In a 5-card hand poker game, a player gets five cards from a well-shuffled deck of cards. Remember: one deck has 52 cards – 13 ranks in each of the four suits. The 13 ranks are 2, 3, 4, 5, 6, 7, 8, 9, 10, J, Q, K, A, and the four suits are diamonds, hearts, aces and clubs. Now, over to calculations.
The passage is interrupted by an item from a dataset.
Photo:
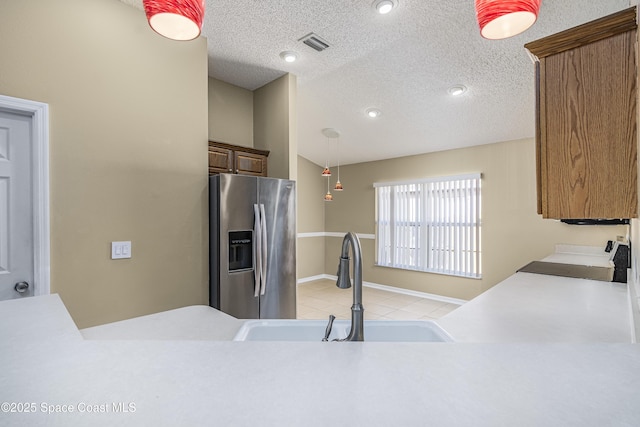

The probability of a hand equals the number of ways you get a particular pattern (four-of-a-kind and full-house, in our case) divided by the total number of ways you can get five random cards from a deck of 52. If you recall some of the earlier posts, the latter is nothing but the combination, 52C5.
Four of a kind
What is the number of possibilities to get this pattern? One way to approach this is to imagine five boxes. Your task is to fill the first four boxes with of kind (rank). There are 13C1 ways to find rank and 4C4 ways to arrange four suits from the maximum of four. So, the first four boxes can be filled by 13C1 x 4C4 number possibilities. Once the first rank is done in the first four boxes, there are 12 other ranks remaining for the last box. Using the same argument we used before, that becomes 12C1 x 4C1.
The final probability is (13C1 x 4C4 x 12C1 x 4C1) / (52C5) = 624 / 2598960 = 0.00024
Full house
You need three of one kind and two of another to get full-house.
Imagine the five boxes again. This time, we first fill three with 13 kinds, one at a time and four suits, three at a time. 13C1 x 4C3. The remaining two boxes need to be filled with another kind. 12C1 x 4C2. The total options are 13C1 x 4C3 x 12C1 x 4C2 = 3744 / 2598960 =0.00144.
Summary
The four-of-a-kind has a lower chance of occurrence compared to the full-house. The former is, therefore, more valuable.